Sie selbst sei katholisch und "durchaus gläubig", erzählt Karolina. "Ich fühle mich schnell wohl in Kirchen." So findet sie es gut, dass im Wohnheim noch viele Elemente aus der ehemaligen Kirche des Architekten Reinhard Riemerschmid (1914-1996) Verwendung finden. Der mit Holz verkleidete Altar am Ende des Flures im Erdgeschoss etwa. Die an der Giebelwand hängende Jesus-Figur, die jetzt hinter Segeltuch verborgen ist. Oder die Original-Kirchenbänke mit blauen Polster in den Gemeinschaftsküchen: "Die finde ich mit am schönsten, weil es noch eine Erinnerung an die Kirche ist."

Manchmal kommen frühere Gemeindemitglieder in das Kirchen-Wohnheim. "Die lassen wir dann rein und gehen mit ihnen zusammen durch." Viele machen dann große Augen: "Dann heißt es: Hier haben wir geheiratet, oder hier wurden wir getauft - oder mein Enkel." Karolina hat dabei bislang nur positive Reaktionen erlebt: "Sie haben sich gefreut, was aus der Kirche geworden ist."

Michael Grau (epd)

Aus Kirche wird Wohnheim

Zum Projekt

Die Investoren hatten die 2012 entwidmete Kirche im Stadtteil Linden 2016 für 550.000 Euro erworben. Aufgrund der strengen Vorgaben des Denkmalschutzes entwickelten sie gemeinsam mit den Architekten Maria Pfitzner und Serge Moorkens ein "Haus-im-Haus-Konzept" mit zurückhaltenden Eingriffen in die Bausubstanz. Der zweistöckige Zimmerblock wurde in die Kirchenhülle wie eine Schachtel hineingesetzt. Alle neuen Räume sind schall- und wärmeisoliert. "Der Rest ist nur wasserdicht."

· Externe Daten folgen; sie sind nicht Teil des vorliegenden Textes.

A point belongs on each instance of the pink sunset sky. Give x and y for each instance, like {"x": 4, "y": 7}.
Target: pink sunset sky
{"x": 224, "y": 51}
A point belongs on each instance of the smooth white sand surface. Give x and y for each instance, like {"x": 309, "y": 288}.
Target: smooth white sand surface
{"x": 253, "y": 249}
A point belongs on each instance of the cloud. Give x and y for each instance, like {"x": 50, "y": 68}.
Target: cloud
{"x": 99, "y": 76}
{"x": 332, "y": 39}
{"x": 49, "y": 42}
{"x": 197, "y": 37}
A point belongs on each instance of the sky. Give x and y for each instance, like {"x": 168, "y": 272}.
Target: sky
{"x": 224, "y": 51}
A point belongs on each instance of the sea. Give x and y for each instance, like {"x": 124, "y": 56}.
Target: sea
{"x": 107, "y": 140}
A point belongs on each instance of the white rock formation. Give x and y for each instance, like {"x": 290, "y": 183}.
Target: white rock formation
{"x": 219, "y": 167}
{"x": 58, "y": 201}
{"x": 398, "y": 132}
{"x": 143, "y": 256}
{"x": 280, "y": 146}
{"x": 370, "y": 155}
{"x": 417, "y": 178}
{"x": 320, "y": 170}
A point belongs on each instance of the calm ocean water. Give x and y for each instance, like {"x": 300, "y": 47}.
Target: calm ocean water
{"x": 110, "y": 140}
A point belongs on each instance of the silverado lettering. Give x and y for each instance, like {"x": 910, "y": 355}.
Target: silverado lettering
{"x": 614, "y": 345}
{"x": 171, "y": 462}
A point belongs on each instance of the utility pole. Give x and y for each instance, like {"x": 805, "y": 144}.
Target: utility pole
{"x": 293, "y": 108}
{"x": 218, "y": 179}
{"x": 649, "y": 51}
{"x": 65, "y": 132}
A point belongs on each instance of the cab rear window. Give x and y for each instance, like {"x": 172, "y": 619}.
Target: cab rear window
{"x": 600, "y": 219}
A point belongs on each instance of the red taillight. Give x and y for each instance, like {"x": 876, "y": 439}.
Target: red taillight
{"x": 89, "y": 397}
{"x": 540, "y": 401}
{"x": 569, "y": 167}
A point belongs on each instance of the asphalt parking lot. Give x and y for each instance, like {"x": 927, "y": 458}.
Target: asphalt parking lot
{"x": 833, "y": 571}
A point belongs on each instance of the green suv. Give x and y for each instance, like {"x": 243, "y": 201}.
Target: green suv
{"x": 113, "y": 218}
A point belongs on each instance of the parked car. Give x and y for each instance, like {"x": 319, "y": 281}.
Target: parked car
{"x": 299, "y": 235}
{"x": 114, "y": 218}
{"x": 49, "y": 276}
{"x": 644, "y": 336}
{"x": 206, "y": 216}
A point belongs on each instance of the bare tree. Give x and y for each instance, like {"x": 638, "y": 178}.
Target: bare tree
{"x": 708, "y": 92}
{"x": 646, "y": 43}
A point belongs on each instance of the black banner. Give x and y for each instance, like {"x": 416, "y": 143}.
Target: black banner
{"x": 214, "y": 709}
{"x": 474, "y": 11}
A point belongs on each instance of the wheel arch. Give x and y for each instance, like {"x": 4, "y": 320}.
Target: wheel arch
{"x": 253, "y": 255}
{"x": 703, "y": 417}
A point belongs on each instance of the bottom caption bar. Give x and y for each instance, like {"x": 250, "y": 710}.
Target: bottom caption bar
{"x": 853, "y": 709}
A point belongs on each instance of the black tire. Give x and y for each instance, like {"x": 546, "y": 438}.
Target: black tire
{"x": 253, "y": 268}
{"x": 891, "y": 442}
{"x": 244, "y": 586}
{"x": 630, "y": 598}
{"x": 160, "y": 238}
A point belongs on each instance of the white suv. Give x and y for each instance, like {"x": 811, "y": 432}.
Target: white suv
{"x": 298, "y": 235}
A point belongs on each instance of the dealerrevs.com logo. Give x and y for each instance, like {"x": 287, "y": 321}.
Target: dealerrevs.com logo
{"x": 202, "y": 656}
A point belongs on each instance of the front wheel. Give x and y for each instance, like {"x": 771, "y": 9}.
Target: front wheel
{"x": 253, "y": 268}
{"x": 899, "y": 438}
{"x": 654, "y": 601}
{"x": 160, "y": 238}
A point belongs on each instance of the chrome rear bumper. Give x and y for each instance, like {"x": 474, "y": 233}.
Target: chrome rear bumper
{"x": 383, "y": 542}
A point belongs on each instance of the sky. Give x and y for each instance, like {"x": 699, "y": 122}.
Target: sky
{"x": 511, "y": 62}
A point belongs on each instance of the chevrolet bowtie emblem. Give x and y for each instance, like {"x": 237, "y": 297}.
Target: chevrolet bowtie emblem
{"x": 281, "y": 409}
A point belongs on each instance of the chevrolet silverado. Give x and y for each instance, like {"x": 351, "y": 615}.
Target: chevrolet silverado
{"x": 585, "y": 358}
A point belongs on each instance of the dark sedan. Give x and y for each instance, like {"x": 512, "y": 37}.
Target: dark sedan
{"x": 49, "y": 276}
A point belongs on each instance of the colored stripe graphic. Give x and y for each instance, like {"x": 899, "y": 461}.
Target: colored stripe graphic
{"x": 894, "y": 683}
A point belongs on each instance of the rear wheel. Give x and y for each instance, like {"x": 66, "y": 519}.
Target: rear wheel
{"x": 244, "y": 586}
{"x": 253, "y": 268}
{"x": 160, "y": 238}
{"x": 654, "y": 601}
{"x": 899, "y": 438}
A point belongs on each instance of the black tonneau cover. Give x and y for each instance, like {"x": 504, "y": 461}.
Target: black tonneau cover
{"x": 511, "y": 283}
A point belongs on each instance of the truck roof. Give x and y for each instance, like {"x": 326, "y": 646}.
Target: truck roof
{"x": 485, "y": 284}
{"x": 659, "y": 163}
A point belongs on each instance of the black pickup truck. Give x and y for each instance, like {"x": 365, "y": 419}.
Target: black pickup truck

So ist von der ehemaligen evangelischen Kirche des Architekten Reinhard Riemerschmid (1914-1996) noch viel zu sehen: Der 21 Meter hohe Spitzgiebel aus Holz vermittelt mit seinen sechs Buntglasfenstern nach wie vor ein sakrales Raumgefühl. Das Christuskreuz an der Giebelwand ist noch vorhanden, wurde aber mit Tuch verhüllt. Auch der Altar steht weiter an seinem alten Ort am Ende des ehemaligen Mittelganges. Er wurde jedoch mit Parkettholz überzogen. Der jetzige Zimmerflur bildet exakt den früheren Mittelgang nach. Auf der einstigen Orgelempore befindet sich eine der Gemeinschaftsküchen - als Sitzgelegenheit dienen frühere Kirchenbänke.

Das Wohnprojekt, idyllisch gelegen direkt am Ufer der Leine, kostete insgesamt rund fünf Millionen Euro. Bei der Gestaltung der Miete orientieren sich Felsmann und Meinhof an den Sätzen des Studentenwerkes: Ein Einzelzimmer ist ab einer Warmmiete von 390 Euro zu haben. Zur Universität sind es mit dem Fahrrad nur wenige Minuten.